Classics in Short No.45: The Winter Sleepwalker
See here… who is this, wandering in the sacred wood of Story? It is The Winter Sleepwalker.
A cuckoo clock
was to be the subject of this present disquisition but a shocking event has intervened. So I’ve let the wheels run down and will wind the thing up again next time round.
What shocking event was that then?
Why – nothing less than the arrival of the last BfK with its cluster of obituaries on page 14. There you may find two dozen lines devoted to dear Bill Steig, thirteen to Jeff Brown (who he? ask some) and ten – that’s t-e-n – to Joan Aiken.
I should not have been surprised.
For this most versatile, most joyous, of writers for children has been the victim of critical neglect for the fifty years of her writing life. (What better proof of the dopeiness of book prizes than the fact that Joan’s only direct award was from the Guardian in 1969 for The Whispering Mountain, one of her less successful books.) But it came a bit hard to see her obituary running at three lines fewer than the one for the author of Flat Stanley, so I thought that some redressing of balances was needed. Cuckoo clocks could wait.

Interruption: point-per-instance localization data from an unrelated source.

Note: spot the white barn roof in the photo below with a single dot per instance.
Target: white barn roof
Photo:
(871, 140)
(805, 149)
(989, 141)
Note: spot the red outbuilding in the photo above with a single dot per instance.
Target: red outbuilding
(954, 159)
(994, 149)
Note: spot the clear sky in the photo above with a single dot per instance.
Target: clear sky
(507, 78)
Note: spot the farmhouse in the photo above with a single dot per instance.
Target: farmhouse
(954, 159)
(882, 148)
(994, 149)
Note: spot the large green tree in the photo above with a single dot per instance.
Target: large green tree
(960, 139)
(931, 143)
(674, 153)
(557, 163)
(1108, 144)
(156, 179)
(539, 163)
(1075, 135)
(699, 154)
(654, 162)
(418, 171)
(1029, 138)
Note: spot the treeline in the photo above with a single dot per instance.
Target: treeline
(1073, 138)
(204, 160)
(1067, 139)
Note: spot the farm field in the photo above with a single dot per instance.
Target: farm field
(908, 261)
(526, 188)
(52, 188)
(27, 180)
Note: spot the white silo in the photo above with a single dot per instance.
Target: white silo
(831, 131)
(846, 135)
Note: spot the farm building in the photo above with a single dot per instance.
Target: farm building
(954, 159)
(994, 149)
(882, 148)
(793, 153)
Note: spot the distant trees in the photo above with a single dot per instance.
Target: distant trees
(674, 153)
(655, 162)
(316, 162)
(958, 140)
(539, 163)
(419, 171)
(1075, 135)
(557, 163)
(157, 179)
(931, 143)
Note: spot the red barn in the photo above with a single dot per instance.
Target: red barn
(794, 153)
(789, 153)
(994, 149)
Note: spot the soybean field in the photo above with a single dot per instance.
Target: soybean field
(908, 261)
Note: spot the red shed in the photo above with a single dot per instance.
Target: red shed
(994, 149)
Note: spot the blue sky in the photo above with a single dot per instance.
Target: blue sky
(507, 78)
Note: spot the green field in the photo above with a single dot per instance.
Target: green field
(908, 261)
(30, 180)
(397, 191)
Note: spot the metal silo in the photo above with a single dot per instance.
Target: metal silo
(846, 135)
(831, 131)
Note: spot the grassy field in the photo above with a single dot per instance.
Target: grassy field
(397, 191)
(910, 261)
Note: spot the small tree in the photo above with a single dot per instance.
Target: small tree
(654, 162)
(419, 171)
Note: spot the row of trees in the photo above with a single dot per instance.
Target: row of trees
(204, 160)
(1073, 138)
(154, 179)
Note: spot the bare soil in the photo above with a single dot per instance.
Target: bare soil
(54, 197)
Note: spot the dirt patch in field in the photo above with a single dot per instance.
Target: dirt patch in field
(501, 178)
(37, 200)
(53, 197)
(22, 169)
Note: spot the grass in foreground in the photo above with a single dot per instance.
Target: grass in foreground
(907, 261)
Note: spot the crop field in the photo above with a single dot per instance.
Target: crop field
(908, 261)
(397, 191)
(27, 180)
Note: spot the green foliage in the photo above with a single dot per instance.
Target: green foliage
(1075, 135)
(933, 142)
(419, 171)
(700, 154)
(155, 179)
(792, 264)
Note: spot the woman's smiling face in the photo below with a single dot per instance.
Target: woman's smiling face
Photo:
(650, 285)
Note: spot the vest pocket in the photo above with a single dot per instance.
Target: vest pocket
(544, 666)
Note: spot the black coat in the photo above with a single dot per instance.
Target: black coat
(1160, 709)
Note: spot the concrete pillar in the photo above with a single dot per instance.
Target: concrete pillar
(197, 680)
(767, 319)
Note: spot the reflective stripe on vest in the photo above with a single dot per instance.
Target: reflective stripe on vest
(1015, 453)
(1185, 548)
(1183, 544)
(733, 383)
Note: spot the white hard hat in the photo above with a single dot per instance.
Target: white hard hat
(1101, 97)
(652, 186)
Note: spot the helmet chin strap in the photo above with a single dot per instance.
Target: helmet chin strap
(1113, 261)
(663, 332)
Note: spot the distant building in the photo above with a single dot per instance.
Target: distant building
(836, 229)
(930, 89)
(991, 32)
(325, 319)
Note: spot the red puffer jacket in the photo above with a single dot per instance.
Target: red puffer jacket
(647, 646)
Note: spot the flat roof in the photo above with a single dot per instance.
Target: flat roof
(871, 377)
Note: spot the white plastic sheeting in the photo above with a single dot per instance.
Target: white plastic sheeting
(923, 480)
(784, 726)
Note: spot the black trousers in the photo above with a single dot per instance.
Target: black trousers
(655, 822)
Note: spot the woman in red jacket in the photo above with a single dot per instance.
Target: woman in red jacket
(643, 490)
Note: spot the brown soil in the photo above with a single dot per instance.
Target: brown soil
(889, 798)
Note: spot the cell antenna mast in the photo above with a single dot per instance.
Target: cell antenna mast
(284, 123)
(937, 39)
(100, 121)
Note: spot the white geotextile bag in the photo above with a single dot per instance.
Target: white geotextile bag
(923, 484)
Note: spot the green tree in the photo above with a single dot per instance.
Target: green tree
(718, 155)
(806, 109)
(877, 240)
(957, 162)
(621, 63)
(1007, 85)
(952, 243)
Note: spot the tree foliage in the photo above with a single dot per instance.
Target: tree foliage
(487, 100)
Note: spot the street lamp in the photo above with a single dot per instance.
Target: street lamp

How to select a classic though?
For, as with other modern writers figuring in this column – some, like William Mayne and Raymond Briggs, still writing – we stand too close to know what future they are going to be allowed. Where Joan’s work is concerned the contenders could number over fifty children’s books, for all are remarkably consistent in their imaginative zest and have hardly a sentence that does not pay its way. (A point which permits mention of her little handbook with the unpromising title of The Way to Write for Children [1982]. Along with her two essays ‘A Free Gift’ and ‘Writing for Enjoyment’ this packs in more good sense about the craft than shelves full of lucubrations from white-tile campuses.)
The Kingdom and the Cave which she wrote when she was seventeen already shows her gift for racy narrative, blending the mysterious and the comic. Although not published till 1960, it was the first in a line of full-length stories of which the most famous are the hijacked histories that began with The Wolves of Willoughby Chase in 1962. (Ironically, a reprint programme for the series was put in train for later this year to celebrate her eightieth birthday, while the latest addition, Midwinter Nightingale, which showed no falling off in invention or in its commanding prose, was published a day or two after she died.) There were also individual tales, such as Midnight is a Place (1974), which can be seen as supplements to the big series, and separate from these are the three wholly realistic, picaresque novels – ‘the Spanish trilogy’ – whose first volume was Go Saddle the Sea (1978).
Various experiments
are scattered along the way: her plays ‘Winterthing’ and ‘The Mooncusser’s Daughter’, several short picture-book texts, and those jeux d’esprit, first composed for storytelling on Jackanory, about Arabel and her raven. Alongside these though, and parallel with the novels, there flowed an inexhaustible stream of brilliantly managed short stories, beginning with her first published book All You’ve Ever Wanted (1953). A number of these were given full-dress sumptuosity by Jan Pieñkowski (who won a Kate Greenaway Medal for The Kingdom under the Sea in 1972), and with A Foot in the Grave in 1989 she accomplished the difficult role-reversal of composing tales to illustrate eight spooky paintings already completed by the artist. (She has always been well-served by her illustrators, especially the great Pat Marriott whose pen drawings for many of her books are superlative examples of the illustrator’s art.)
What then to choose
from this galaxy of vivid storytelling? My inclination was to treat the Spanish trilogy as a three-volume novel and to claim it as indisputably her most sustained and impressive achievement (naturally therefore it’s out of print). But I am helpless before a very different masterpiece: the eight stories, perfectly illustrated by Quentin Blake, that make up The Winter Sleepwalker of 1994, which I once called one of the most beautiful children’s books of recent times. Like all her best work, there is no sense of these stories being planned (she would receive no marks from officials requiring her to follow Ministry rules for imaginative writing). Rather she is their minder, unleashing them to go off whither they will and rejoicing to watch and record their unpredictable gallivantings. They are not susceptible to classroom precis (sorry, Minister), they have no life but in the words that Joan has found for them.
But what can be said is that beneath their divergent qualities of mystery, playfulness, farce and tragedy there is a unifying strength. Nothing really goes quite right – queens disappear for no good reason, Gondwana beasts rain down on village greens, a sailor-girl misguidedly goes to live with Neptune – but what counts ‘in the teeth of the gale’ is human resilience and a cheerful courage in adversity. Who cares if the geese don’t turn out to be swans? It is consoling to know that you’ll always find a goose can be a lot of use.
The illustrations by Quentin Blake are taken from the 1994 edition published by Jonathan Cape. It is currently out of print but there are rumours of a reissue.
Brian Alderson is founder of the Children’s Books History Society and children’s book consultant for The Times.